When you try and revive and relaunch a Silver Age character, it’s usually in the company’s best interest to update it into modern times. Dark Horse has seemingly missed the memo and here is Doctor Solar: Man of the Atom #2 – the book seemingly 50 years old but happening right now.

Jim Shooter is trying to construct a story around Doctor Solar, the man who can control molecules and matter who for whatever reason also looks just a little like Radioactive Man from The Simpsons and the assumed villain of the story – a writer who can materialise people by just thinking about them.

After the first issue where two creations from the writer, one a stupid muscle branded fighter and the other a musky big breasted woman who the creator had originally planned to sex up, have gone awry, issue #2 sees Radioactive Man – er, Doctor Solar trying to figure out just what he plans on doing with the troublesome two and how exactly he can fit back into his own life post nuclear reactor explosion. The thing is Jim Shooter drags everything on so much.

He doesn’t really give a chance for the artist to explore the characters, as it’s just full of exposition. Every single thing is explained: “I just jumped through the phone”… great, but do you then have to explain how you did it? As for the characters, they are about as one-dimensional as you can get.

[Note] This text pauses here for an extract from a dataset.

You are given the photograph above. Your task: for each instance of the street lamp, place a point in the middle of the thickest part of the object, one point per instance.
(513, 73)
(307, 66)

Neither the lead nor the supporting cast has a unique voice about them. Conversations fall flat and there is simply no snap or hook to the dialogue. The writing is as cheesy as a comic from the Silver Age, with various characters coming up with remarks and quips that you would expect then, but which are drastically out of place now.

The idea of Doctor Solar isn’t so bad; it’s just the execution and the story that don’t seem to have any legs to them. The character himself, a seemingly impossible character in the same vein as Doctor Manhattan, has the world at his feet. But the book decides to involve itself in a story that, despite being done time and time again over the years, is simply just no fun to read.